Bob Tuckett

Personal information
- Nickname: Black Bob
- Nationality: Saint Kitts and Nevis/British
- Born: Bob Tuckett 10 October 1948 (age 77) Saint Kitts and Nevis
- Weight: light heavy/cruiserweight

Boxing career

Boxing record
- Total fights: 36
- Wins: 18
- Win by KO: 10
- Losses: 15
- Draws: 3
- No contests: 0

= Bob Tuckett =

Saint Kitts and Nevis boxer

Bob Tuckett (born October 10, 1948 in Saint Kitts and Nevis), is a former professional light heavy/cruiserweight boxer of the 1970s, his professional fighting weight varied from 164.5 lb, i.e. Light heavyweight to 178 lb, i.e. Cruiserweight.

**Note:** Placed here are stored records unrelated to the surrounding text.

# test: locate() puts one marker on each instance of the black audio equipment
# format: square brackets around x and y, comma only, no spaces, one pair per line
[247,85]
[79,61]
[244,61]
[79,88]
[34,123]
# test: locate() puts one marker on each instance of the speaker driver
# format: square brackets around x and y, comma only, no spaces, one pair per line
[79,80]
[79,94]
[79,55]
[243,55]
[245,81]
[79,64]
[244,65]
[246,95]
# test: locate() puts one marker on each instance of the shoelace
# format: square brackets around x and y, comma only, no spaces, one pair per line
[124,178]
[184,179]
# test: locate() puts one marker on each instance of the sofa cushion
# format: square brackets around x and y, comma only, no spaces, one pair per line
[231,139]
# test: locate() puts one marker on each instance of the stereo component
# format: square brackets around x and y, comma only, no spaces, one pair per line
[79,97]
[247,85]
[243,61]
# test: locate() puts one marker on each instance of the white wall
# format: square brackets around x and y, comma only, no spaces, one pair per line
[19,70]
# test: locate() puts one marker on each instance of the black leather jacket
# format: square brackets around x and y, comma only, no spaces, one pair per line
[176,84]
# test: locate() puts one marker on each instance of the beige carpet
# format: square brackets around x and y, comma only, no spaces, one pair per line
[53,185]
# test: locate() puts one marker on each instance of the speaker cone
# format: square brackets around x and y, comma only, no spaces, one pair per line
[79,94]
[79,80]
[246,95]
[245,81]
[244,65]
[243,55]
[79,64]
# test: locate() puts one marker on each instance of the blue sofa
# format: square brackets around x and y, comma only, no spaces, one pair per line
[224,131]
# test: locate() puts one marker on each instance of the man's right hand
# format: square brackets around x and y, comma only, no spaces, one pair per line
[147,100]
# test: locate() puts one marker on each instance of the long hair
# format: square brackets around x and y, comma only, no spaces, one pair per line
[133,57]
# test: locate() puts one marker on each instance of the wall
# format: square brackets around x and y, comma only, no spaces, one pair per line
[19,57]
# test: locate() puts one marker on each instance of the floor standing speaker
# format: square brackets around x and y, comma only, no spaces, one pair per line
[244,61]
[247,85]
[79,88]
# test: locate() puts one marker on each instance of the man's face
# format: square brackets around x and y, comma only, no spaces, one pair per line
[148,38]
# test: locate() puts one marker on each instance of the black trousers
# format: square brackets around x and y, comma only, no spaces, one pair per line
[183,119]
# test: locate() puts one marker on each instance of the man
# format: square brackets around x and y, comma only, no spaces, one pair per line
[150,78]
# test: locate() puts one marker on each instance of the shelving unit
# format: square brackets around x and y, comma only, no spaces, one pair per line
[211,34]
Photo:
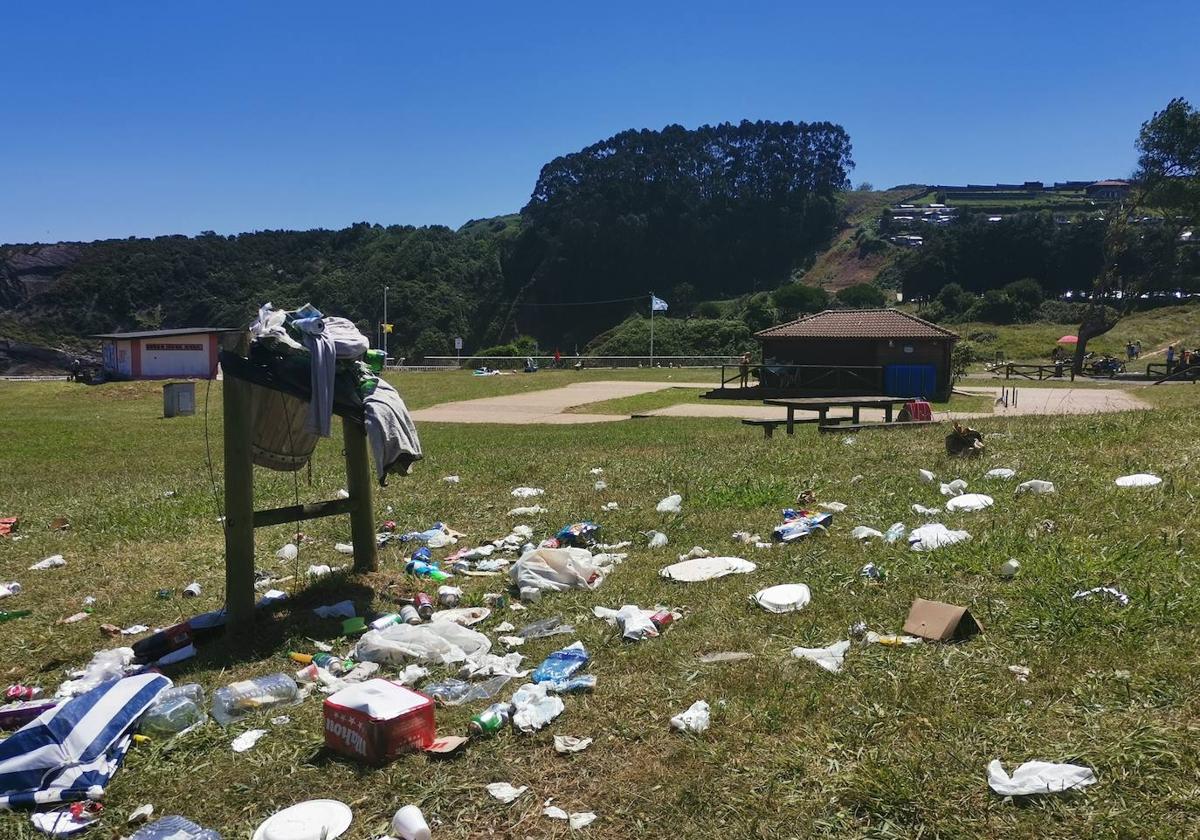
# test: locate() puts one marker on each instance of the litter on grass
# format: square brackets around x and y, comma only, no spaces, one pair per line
[935,535]
[695,720]
[706,569]
[1138,480]
[970,502]
[783,598]
[505,792]
[671,504]
[831,657]
[1108,592]
[1038,777]
[567,744]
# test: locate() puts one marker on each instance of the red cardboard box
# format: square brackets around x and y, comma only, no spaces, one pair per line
[377,720]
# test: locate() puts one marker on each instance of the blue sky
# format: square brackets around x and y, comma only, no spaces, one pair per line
[154,118]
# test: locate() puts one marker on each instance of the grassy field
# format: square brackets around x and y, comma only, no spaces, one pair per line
[1033,342]
[894,747]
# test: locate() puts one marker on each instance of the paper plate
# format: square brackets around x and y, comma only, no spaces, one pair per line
[306,821]
[706,569]
[463,616]
[784,598]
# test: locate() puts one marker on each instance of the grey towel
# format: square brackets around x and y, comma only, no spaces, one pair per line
[391,432]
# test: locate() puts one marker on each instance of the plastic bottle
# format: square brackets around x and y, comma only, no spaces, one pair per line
[174,828]
[491,720]
[171,717]
[251,695]
[561,665]
[423,569]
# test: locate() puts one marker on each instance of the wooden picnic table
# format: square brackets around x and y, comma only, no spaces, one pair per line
[822,406]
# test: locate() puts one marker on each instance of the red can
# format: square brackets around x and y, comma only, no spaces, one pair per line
[424,605]
[661,619]
[23,693]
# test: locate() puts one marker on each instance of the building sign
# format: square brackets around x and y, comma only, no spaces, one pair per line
[190,348]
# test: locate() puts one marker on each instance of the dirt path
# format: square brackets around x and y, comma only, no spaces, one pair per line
[550,406]
[546,407]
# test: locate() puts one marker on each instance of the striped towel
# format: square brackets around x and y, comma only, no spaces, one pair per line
[71,751]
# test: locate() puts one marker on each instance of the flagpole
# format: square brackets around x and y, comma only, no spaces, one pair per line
[652,329]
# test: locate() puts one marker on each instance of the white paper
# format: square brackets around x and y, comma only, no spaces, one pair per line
[1038,777]
[505,792]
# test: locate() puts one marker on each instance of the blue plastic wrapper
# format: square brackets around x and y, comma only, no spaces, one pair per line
[577,534]
[561,665]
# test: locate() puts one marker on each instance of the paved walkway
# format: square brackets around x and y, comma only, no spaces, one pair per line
[550,406]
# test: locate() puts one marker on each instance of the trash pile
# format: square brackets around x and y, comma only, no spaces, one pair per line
[382,693]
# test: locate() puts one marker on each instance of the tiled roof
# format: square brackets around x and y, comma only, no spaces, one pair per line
[858,324]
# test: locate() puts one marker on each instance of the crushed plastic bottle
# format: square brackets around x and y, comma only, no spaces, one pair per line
[562,664]
[245,696]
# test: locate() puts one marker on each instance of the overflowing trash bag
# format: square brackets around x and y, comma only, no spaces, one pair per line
[964,442]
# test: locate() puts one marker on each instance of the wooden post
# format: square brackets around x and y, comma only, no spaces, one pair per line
[239,509]
[358,483]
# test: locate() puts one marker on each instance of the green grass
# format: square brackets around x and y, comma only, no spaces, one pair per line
[894,747]
[1033,342]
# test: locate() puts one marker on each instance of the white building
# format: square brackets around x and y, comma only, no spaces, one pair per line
[162,354]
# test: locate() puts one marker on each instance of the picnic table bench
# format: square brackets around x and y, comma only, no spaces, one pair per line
[822,406]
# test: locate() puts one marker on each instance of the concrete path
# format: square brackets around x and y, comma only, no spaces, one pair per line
[547,406]
[550,406]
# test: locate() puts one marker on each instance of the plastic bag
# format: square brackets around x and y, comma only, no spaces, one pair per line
[969,502]
[556,569]
[831,657]
[444,642]
[695,720]
[783,598]
[671,504]
[533,707]
[1038,777]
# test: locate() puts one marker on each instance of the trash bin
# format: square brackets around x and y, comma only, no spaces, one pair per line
[178,399]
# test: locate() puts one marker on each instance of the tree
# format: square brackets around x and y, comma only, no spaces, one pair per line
[862,297]
[795,299]
[1168,183]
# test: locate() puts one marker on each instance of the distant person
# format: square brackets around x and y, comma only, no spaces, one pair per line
[744,370]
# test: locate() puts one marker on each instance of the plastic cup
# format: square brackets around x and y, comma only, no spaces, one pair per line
[409,825]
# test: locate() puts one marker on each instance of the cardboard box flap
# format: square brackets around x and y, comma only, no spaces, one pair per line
[940,622]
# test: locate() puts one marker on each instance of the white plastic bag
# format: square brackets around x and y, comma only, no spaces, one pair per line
[695,720]
[706,569]
[969,502]
[783,598]
[556,569]
[935,535]
[671,504]
[831,657]
[442,642]
[1038,777]
[533,707]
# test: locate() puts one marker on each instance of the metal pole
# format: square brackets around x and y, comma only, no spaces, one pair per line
[652,329]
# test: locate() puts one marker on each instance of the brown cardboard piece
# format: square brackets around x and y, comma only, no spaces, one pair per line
[940,622]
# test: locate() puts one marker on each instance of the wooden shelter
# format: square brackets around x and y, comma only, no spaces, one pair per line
[846,352]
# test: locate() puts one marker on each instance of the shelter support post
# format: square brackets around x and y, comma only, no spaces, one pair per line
[239,509]
[358,483]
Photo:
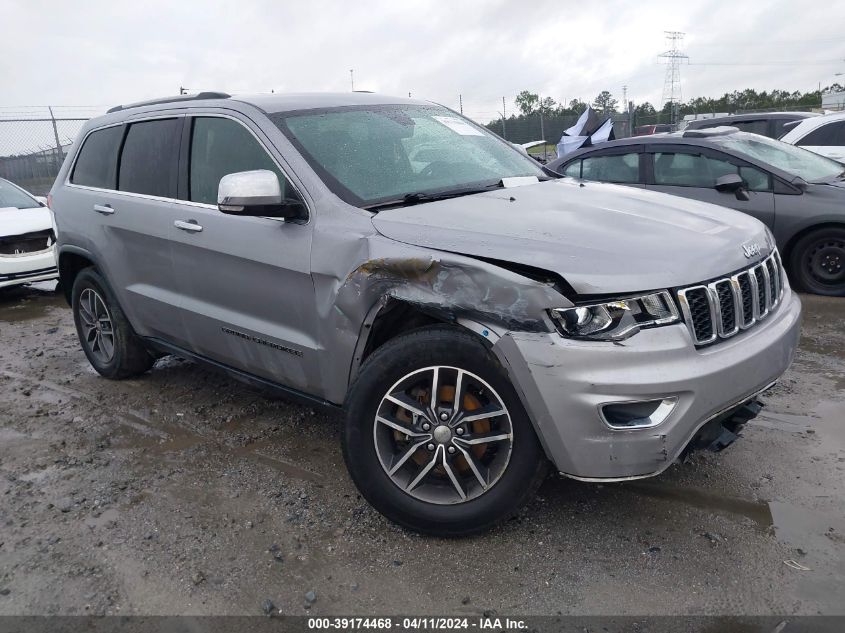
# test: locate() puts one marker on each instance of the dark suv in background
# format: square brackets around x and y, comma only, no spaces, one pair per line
[771,124]
[798,194]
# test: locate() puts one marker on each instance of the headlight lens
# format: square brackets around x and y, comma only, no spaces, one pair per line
[618,319]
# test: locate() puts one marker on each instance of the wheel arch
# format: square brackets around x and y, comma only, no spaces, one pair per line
[392,317]
[793,240]
[72,261]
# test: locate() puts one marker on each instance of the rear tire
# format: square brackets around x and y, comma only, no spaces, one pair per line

Outside boxing he worked at Sharlston Colliery (Wakefield), and as a Bouncer in Wakefield, as of 2013 he lives in Leeds.

==Boxing career==

===Amateur===
Reported amateur record W83 L7

===Professional===
Bob Tuckett's first professional boxing bout was a victory over Ade Ajasco on Monday 22 June 1970, this was followed by fights including; defeat by Johnny Frankham (British light heavyweight champion, and Southern (England) Area light heavyweight champion), two defeats to Geoff Shaw (Central (England) Area light heavyweight challenger), defeat by Roberto Gustavo Aguilar (Argentina (FAB) light heavyweight challenger, and Argentina (FAB) cruiserweight challenger) at Palazzetto dello Sport, Rome, Italy, defeat by Phil Matthews (British middleweight challenger), a draw, and victory over Terry Armstrong (Central Area light heavyweight challenger), defeat by Maxie Smith (Commonwealth light heavyweight challenger), victory over Jean Tshikuna at Brussels, Belgium, victory over, and defeat by Roy John (British light heavyweight challenger, Commonwealth light heavyweight challenger, and Welsh Area middleweight challenger), defeat by Rab Affleck (British light heavyweight challenger), Bob Tuckett's final professional bout was a defeat by Eddie Smith Monday 24 October 1977.